The memorial is a faint but constant flicker opposite the law courts. It is an unavoidable presence as great officials of the state walk up and down Republic Street smirking and beaming pretending nothing is wrong, when everything is.
Can you imagine Konrad Mizzi having his walk with his new buddy down Republic Street? Or how Keith Schembri might feel walking by there shuffling between his restaurants and his official desks?
As Republic Street celebrated Christmas as if nothing happened, the memorial flickered on. It did not glare out the gaudy lights, but it wasn’t overwhelmed by them either. As Republic Street hosted the Capital of Culture opening, the memorial flickered on. St Paul’s feast came and went. Carnival is next. And on with the routine of normality that numbs memory and swallows anger. And the memorial stays.

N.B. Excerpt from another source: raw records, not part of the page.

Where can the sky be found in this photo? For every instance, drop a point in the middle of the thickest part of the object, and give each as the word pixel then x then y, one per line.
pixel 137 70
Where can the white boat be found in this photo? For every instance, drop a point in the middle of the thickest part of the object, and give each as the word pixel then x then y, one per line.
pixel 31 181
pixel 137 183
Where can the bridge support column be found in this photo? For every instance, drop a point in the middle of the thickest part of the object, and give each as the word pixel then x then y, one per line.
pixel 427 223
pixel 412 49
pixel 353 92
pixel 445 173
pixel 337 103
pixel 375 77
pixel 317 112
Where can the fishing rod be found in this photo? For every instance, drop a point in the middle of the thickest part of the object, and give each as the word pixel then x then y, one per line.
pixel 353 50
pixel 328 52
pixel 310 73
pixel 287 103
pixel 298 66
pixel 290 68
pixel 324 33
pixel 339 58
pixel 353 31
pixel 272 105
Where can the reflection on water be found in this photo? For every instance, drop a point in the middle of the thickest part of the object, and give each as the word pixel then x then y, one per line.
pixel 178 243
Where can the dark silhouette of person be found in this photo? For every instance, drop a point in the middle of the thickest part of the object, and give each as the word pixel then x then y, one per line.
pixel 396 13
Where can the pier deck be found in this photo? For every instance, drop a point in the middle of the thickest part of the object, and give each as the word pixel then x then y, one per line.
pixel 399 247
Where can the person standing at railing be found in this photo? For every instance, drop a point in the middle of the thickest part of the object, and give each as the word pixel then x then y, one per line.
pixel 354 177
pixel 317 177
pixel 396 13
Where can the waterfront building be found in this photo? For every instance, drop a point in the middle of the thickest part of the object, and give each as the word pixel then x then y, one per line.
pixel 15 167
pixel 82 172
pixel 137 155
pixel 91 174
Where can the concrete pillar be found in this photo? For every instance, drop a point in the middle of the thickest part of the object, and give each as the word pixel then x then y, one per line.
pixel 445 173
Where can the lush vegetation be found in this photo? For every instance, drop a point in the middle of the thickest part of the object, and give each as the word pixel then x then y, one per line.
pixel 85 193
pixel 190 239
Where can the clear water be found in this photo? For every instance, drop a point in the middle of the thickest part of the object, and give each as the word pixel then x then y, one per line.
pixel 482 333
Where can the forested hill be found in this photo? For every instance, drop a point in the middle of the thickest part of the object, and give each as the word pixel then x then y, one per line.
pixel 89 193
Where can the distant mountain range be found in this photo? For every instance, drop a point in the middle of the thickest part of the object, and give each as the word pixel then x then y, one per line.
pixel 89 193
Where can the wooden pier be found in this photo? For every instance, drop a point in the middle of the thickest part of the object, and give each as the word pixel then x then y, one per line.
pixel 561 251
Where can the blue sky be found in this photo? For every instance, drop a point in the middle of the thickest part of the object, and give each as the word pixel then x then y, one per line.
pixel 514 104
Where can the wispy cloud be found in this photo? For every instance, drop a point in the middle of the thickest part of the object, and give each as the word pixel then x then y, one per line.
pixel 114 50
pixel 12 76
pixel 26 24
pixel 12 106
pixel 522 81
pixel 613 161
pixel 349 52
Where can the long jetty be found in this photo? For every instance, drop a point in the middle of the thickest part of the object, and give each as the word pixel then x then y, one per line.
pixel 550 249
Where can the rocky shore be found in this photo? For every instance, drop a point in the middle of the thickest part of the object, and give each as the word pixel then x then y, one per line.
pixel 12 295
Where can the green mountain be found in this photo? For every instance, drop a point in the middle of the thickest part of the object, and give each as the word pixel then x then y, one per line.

So when will this end? I can speak for myself. This is no temporary location for me to remember Daphne Caruana Galizia while a permanent full-time location for something in bronze and marble is set up. I’m in no mood to enter into debates with the likes of Jason Micallef about where to put another statue for everyone to ignore.
If I want to remember Daphne Caruana Galizia, and I do every day, I flip open my laptop and go to her website to pick up any random post of hers to laugh a little, or cry a little or seethe in furious anger and remember why I’m so wound up all the time.
But I will feel the need to protest for as long as the impunity and injustice that existed in Malta on the eve of Daphne Caruana Galizia’s killing as much as the day after persists. She wrote about it and we did not protest. She died and it remained there. I feel the duty to protest until real change happens: the change Matthew Caruana Galizia and his brothers called for two days after her mother died when they reminded there can be no real justice without it.
If Jason Micallef’s bosses were not getting seriously annoyed by our protest I would feel it is in vain. Their annoyance and their threats to suppress it tells me that however faint the light from the candles we have lit, the protest is having the desired effect: of making the powerful realise more and more people realise what they’re really up to.
I should therefore like to assure those who put up Jason Micallef, Joe Brincat, Emmanuel Cuschieri, Ray Azzopardi and the rest of them to whip up their supporters’ furious anger against flowers and candles as if they were bombs and cannons, that I have no intention of asking them what manner of protest would not hurt their sensibilities.
By definition one does not ask permission for a protest from those one is protesting against.